Ali Syed A, Zaidi Sayyed K, Dacwag Caroline S, Salma Nunciada, Young Daniel W, Shakoori Abdul R, Montecino Martin A, Lian Jane B, van Wijnen Andre J, Imbalzano Anthony N, Stein Gary S, Stein Janet L
Department of Cell Biology and Cancer Center, University of Massachusetts Medical School, 55 Lake Avenue North, Worcester, MA 01655, USA.
Proc Natl Acad Sci U S A. 2008 May 6;105(18):6632-7. doi: 10.1073/pnas.0800970105. Epub 2008 Apr 29.

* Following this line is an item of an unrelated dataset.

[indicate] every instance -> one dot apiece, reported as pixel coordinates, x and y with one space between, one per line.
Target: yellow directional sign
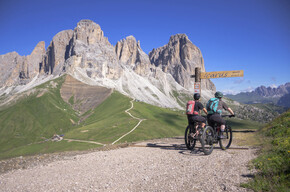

Ribosomal RNA (rRNA) genes are down-regulated during osteogenesis, myogenesis, and adipogenesis, necessitating a mechanistic understanding of interrelationships between growth control and phenotype commitment. Here, we show that cell fate-determining factors [MyoD, myogenin (Mgn), Runx2, C/EBPbeta] occupy rDNA loci and suppress rRNA expression during lineage progression, concomitant with decreased rRNA expression and reciprocal loss of occupancy by c-Myc, a proliferation-specific activator of rRNA transcription. We find interaction of phenotypic factors with the polymerase I activator upstream binding factor UBF-1 at interphase nucleoli, and this interaction is epigenetically retained on mitotic chromosomes at nucleolar organizing regions. Ectopic expression and RNA interference establish that MyoD, Mgn, Runx2, and C/EBPbeta each functionally suppress rRNA genes and global protein synthesis. We conclude that epigenetic control of ribosomal biogenesis by lineage-specific differentiation factors is a general developmental mechanism for coordinate control of cell growth and phenotype.
核糖体RNA(rRNA)基因在骨生成、肌生成和脂肪生成过程中表达下调,因此需要从机制上理解生长控制与表型决定之间的相互关系。在此,我们表明细胞命运决定因子[肌分化因子(MyoD)、肌细胞生成素(Mgn)、Runx2、C/EBPβ]在谱系进展过程中占据rDNA位点并抑制rRNA表达,同时rRNA表达降低,而rRNA转录的增殖特异性激活因子c-Myc的占据情况则相反。我们发现表型因子与间期核仁处的聚合酶I激活因子上游结合因子UBF-1相互作用,并且这种相互作用在有丝分裂染色体的核仁组织区被表观遗传保留。异位表达和RNA干扰表明,MyoD、Mgn、Runx2和C/EBPβ各自在功能上抑制rRNA基因和整体蛋白质合成。我们得出结论,谱系特异性分化因子对核糖体生物合成的表观遗传控制是协调细胞生长和表型的一般发育机制。